A súmula diz que “Viola a cláusula de reserva de plenário (CF, artigo 97) a decisão de órgão fracionário de tribunal que, embora não declare expressamente a inconstitucionalidade de lei ou ato normativo do Poder Público, afasta sua incidência, no todo ou em parte”. Ou seja, somente o Pleno ou Órgão Especial poderia dizer sobre inconstitucionalidade e afastar sua aplicação. Assim, pediu a cassação da decisão do TST e a limitação da condenação ao valor da causa.
Decisão
Ao analisar o caso, o ministro Alexandre de Moraes deu razão ao banco.
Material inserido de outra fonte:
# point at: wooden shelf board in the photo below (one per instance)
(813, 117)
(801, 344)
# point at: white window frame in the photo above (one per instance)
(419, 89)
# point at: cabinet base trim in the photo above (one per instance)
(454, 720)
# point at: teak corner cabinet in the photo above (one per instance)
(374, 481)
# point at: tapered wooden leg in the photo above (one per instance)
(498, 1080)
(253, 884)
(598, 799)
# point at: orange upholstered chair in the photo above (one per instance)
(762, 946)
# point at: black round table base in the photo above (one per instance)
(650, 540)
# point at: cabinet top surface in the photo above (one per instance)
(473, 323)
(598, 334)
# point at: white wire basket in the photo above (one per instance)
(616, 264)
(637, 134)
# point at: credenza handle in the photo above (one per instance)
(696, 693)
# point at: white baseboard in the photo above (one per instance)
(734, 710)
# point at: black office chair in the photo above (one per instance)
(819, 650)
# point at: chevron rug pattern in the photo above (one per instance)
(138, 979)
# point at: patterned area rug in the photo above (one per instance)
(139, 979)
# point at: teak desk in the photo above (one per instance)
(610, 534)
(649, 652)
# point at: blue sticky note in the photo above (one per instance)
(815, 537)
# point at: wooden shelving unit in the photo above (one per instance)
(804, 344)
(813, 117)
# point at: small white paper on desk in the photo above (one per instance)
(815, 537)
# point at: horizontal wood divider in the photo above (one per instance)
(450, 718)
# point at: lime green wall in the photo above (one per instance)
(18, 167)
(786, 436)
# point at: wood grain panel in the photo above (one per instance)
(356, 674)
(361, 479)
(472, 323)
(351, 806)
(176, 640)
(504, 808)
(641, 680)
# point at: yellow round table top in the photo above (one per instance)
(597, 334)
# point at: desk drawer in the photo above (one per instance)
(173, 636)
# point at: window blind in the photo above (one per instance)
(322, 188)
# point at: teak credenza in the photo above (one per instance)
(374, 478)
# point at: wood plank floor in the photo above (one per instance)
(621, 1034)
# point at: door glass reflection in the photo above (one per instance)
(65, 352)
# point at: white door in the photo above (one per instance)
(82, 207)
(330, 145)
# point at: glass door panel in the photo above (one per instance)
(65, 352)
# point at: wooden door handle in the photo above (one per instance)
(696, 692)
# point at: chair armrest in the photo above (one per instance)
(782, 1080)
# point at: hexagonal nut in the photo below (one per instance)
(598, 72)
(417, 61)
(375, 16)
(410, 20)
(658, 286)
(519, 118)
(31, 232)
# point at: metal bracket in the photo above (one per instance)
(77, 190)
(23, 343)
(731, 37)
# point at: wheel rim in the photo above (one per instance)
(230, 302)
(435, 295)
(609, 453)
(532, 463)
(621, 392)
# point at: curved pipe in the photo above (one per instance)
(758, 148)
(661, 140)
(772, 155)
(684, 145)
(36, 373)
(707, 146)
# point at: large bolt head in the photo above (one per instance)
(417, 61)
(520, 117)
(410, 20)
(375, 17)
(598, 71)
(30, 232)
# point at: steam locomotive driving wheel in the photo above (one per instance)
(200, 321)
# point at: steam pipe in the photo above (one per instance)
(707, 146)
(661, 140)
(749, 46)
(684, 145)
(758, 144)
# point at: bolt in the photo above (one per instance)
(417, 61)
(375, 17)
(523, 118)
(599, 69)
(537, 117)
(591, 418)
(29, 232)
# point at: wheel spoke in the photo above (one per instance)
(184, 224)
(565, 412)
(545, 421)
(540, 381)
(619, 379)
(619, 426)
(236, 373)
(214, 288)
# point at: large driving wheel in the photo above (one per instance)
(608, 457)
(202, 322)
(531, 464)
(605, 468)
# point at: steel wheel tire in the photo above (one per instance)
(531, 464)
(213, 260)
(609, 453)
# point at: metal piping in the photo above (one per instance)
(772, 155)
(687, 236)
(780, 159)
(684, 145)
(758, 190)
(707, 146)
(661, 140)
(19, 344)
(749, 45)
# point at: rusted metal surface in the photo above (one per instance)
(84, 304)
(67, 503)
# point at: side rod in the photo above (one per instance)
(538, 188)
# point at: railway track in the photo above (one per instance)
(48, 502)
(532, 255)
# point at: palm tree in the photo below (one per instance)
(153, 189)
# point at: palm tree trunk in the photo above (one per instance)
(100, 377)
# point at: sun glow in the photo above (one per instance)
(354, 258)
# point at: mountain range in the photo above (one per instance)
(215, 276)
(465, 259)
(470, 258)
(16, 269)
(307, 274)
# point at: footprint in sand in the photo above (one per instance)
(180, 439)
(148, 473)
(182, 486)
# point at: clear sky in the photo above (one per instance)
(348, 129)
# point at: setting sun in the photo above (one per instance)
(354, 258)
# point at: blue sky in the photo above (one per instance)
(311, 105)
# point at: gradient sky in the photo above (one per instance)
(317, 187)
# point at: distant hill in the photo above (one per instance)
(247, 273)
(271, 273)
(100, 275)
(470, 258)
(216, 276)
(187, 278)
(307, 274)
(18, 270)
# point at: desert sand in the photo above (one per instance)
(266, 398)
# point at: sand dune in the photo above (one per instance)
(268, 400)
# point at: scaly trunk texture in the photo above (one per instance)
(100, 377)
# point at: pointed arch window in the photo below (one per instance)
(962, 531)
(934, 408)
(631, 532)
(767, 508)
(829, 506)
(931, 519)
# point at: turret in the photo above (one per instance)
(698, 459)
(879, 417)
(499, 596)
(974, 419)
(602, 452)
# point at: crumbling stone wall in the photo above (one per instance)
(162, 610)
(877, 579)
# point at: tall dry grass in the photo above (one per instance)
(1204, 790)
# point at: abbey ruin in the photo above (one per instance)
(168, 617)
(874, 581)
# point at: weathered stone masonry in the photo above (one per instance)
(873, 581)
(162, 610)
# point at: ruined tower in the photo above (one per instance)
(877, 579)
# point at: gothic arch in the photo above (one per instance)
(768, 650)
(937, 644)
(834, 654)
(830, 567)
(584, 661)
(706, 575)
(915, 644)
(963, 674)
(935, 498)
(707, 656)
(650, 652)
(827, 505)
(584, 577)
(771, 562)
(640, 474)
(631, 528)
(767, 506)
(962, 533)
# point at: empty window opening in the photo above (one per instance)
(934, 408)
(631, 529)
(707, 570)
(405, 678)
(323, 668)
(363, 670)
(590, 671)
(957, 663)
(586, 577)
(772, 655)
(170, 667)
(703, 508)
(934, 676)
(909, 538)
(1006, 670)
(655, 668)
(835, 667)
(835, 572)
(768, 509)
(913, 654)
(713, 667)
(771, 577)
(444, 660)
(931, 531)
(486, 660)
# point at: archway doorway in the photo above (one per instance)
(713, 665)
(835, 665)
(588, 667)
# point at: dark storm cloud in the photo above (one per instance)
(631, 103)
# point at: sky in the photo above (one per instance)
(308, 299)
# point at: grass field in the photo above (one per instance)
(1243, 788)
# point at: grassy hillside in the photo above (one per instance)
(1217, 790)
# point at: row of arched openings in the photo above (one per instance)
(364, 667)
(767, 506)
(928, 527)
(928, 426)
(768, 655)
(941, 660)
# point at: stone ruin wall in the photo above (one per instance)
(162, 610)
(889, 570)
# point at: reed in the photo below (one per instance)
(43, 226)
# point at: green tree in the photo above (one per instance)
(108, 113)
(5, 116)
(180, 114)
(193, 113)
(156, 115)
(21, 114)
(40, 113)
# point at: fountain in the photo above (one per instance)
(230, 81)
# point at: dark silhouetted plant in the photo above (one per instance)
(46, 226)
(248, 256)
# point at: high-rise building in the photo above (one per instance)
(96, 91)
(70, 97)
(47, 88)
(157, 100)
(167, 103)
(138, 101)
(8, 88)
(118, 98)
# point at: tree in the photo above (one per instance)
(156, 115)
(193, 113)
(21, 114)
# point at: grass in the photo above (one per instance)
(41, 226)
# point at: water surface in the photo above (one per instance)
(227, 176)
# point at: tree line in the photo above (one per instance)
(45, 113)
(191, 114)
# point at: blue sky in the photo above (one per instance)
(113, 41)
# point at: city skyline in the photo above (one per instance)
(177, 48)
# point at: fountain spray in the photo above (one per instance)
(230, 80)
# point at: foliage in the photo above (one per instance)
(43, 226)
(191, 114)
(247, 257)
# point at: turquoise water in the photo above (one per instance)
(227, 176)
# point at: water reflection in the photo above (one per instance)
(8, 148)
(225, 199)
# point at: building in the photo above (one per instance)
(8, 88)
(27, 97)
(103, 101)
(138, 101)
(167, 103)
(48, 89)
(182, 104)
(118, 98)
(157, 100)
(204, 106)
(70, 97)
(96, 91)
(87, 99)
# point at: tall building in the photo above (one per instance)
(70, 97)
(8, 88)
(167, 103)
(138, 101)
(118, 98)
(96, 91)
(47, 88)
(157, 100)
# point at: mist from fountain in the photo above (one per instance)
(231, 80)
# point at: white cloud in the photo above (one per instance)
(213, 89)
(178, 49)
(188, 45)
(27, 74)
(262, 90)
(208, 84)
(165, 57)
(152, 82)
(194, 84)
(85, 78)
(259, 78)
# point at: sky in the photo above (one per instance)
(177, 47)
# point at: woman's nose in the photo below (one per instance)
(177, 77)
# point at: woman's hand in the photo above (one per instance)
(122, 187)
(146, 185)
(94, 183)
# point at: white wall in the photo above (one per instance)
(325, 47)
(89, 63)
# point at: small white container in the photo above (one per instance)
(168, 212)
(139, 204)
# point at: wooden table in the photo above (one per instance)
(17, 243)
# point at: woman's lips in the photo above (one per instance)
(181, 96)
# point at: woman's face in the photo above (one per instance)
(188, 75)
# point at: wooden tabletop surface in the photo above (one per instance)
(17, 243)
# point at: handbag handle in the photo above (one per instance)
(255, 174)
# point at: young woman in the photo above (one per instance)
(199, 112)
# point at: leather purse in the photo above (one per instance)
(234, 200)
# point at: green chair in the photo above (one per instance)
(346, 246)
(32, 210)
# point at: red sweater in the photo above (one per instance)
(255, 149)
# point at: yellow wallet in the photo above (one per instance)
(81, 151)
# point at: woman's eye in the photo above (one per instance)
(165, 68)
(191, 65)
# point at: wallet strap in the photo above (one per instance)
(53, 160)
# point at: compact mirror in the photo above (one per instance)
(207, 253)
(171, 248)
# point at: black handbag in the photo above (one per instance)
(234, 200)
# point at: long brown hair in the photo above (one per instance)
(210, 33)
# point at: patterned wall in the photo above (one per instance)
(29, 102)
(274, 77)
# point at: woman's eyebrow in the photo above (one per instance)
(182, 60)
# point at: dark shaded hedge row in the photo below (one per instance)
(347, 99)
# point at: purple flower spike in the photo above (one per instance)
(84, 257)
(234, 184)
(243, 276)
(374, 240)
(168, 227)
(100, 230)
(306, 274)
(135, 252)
De acordo com Moraes, o TST afastou a incidência do parágrafo 1º, do artigo 840 da CLT, em afronta à Súmula Vinculante 10. “Ou seja, sob o pálio da argumentação constitucional da aplicação dos princípios da inafastabilidade da jurisdição (art. 5º, XXXV, da CF), dignidade da pessoa humana (art. 1º, III, da CF) e proteção social do trabalho (art. 1º, IV, da CF), afastou a incidência do art. 840, § 1º, da CLT, especialmente naquilo que expressamente modificado pelo legislador com a edição da Lei 13.467, de 13 de julho de 2017, isto é, na parte em que expressamente consignado o dever do autor de formular pedido “que deverá ser certo, determinado e com indicação de seu valor”.
Neste sentido, acrescentou que “a inconstitucionalidade total ou parcial de lei ou ato normativo estatal só pode ser declarada pelo voto da maioria absoluta da totalidade dos membros do tribunal ou, onde houver, dos integrantes do respectivo órgão especial, sob pena de absoluta nulidade da decisão emanada do órgão fracionário (turma, câmara ou seção), em respeito à previsão do art. 97 da Constituição Federal”.
Por fim, determinou a cassação da decisão por violação à Súmula Vinculante nº 10, do STF, e que nova decisão seja proferida observando esses parâmetros. (RCL 79034)
Repercussão
Segundo o advogado que assessora o banco, Maurício Pessoa, do Pessoa Advogados, “limitar a condenação ao pedido é uma forma de moralizar o processo e obedecer ao mandamento básico da segurança jurídica. Isso vai além da Reforma Trabalhista. Embora a decisão do STF tenha sido procedimental, não consigo imaginar uma resposta ao tema fora dos legítimos limites da Constituição relativos ao contraditório e a ampla defesa”.
A decisão difere da posição consolidada pelo TST e poder abrir um novo campo de embate entre os dois Tribunais, segundo o advogado Alexandre Lauria Dutra, do Pipek Advogados, “embora seja cedo para afirmar isso por ser uma decisão monocrática e inédita”, diz.
O advogado Maurício Reis, do Lobo de Rizzo Advogados, afirma que a decisão do ministro Alexandre de Moraes nada mais fez do que assegurar vigência ao disposto no artigo 97, da Constituição Federal e à Súmula 10, do STF. “Assim, em nossa opinião, agiu corretamente ao impedir que um órgão fracionário do TST (no caso, a 5a Turma), declarasse a inconstitucionalidade do artigo 840, parágrafo 1º, da CLT”.
Para Reis, “em resumo, reforça a importância da cláusula de reserva de plenário, o que confere maior segurança jurídica e previsibilidade às relações sociais e processuais”. O advogado ainda destacou que ao contrário do que ocorreu nas discussões de terceirização e pejotização, a questão meramente trabalhista ou processual, nesta decisão, ficou em segundo plano, pois trata-se de matéria eminentemente constitucional.